Dos hijos del marido, habidos en uniones anteriores, ignorando sus padecimientos, su lucha diaria, le colocaron sendas demandas judiciales. El mayor le exige que reporte su gestión al frente de los bienes del cautivo; el segundo, residente en el exterior con su mamá y el esposo de esta, quiere saciar su inagotable apetito de caprichos de adolescente, amén de la cuota alimenticia mensual que Rosi no ha dejado de atender.
Ninguno pregunta cómo pueden ayudar, cómo lograr que no todo se hunda, con todo el mundo aprovechando la ausencia para caer encima como aves de rapiña.
Con el Estado también peleó y al menos le ganó una partida. Con la intervención de Harrison Velásquez, un joven y excelente abogado que ha llevado los casos de otros familiares de secuestrados, logró que le congelaran los impuestos del negocio hasta un año después de la liberación, el día que se produzca. No es la panacea, pero sí un respiro.
De la guerrilla, para qué hablar. Hasta ahora les han robado 1.530 días de sus vidas y los han cambiado a los dos, de una manera que Rosi teme que no puedan reconocerse. Muchas veces se pregunta qué marido le devolverán, si es que sale algún día, si podrán recuperar su relación, si creerá que ella no hace lo suficiente para que lo dejen libre y prefiere, como creen algunos, que se pudra en la selva.
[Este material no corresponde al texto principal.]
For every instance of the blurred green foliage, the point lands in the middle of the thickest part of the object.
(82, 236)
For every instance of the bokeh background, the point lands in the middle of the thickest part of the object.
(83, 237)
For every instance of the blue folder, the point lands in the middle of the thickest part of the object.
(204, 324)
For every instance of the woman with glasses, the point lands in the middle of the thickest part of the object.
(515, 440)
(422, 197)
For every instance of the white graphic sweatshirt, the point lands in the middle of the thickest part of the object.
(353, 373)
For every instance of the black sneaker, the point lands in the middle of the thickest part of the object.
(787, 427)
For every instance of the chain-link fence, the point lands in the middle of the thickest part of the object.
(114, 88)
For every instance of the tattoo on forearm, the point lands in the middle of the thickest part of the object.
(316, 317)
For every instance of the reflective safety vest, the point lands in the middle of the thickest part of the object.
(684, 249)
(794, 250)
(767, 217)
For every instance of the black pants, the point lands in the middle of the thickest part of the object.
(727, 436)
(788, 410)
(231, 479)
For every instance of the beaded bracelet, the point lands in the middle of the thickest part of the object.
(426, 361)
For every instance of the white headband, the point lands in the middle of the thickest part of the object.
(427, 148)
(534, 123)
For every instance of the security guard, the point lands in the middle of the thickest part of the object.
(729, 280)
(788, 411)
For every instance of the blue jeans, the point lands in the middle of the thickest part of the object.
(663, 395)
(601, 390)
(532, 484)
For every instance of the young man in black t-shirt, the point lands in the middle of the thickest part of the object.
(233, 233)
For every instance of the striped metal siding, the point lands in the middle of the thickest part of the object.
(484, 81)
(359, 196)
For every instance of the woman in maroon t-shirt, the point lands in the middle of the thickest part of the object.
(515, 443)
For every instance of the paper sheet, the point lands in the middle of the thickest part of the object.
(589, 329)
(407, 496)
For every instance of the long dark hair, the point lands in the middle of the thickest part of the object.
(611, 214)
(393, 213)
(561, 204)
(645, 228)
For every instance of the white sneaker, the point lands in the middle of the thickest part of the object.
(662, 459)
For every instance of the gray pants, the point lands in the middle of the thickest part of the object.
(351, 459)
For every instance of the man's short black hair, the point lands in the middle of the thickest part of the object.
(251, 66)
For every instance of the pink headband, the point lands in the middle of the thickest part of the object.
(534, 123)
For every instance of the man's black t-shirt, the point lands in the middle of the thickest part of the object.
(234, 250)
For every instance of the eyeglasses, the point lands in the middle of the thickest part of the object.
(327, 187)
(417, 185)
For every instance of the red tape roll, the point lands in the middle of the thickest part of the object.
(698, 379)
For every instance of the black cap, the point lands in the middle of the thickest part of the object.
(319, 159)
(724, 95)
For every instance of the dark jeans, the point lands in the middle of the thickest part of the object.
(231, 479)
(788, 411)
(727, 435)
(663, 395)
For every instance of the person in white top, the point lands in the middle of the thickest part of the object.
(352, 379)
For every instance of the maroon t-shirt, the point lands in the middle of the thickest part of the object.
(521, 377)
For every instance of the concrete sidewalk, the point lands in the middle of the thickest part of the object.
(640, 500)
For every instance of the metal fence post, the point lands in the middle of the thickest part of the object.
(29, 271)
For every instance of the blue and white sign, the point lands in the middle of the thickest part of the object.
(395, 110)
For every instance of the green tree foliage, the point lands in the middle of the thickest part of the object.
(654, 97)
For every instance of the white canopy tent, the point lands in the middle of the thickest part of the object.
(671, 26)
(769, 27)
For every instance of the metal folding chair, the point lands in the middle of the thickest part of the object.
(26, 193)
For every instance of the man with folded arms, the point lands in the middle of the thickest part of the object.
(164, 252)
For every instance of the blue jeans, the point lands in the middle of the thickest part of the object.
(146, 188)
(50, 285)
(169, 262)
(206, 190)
Le da infinita ira pensar que si la guerrilla fuera razonable, si quisiera, ya estaría de vuelta, pero es imposible adivinar su estrategia del miedo. Hace tres años les entregó la cantidad convenida y las Farc no lo soltaron.
A esa primera frustración siguieron llamadas, exigencias absurdas, amenazas, intimidaciones. Ella las sorteó como pudo, sintiendo el respaldo de los amigos, de la familia. Pero el tiempo pasa y todos se fueron cansando. Primero los amigos, luego los hermanos. No es que no la quieran, es que gastaron las palabras de ánimo, los abrazos, la compañía y ya casi ni preguntan.
Cada viernes acudía sin falta a grabar mensajes de aliento en el programa de la Fundación País Libre y la Radiodifusora Nacional para secuestrados. Pero cerraron la emisora y desapareció el espacio. Le desmoralizó la indolencia del Estado, de sus compatriotas, y le pareció aún más duro seguir en la lucha. Ahora le manda de vez en cuando un mensaje por Caracol, solo de vez en cuando.
Es consciente de que más de un lector la tachará de egoísta, impaciente, desleal. Le da igual. Quiere recuperar su vida y ni la guerrilla ni una sociedad que ni le importa ni comprende la agonía del que espera se lo van a impedir.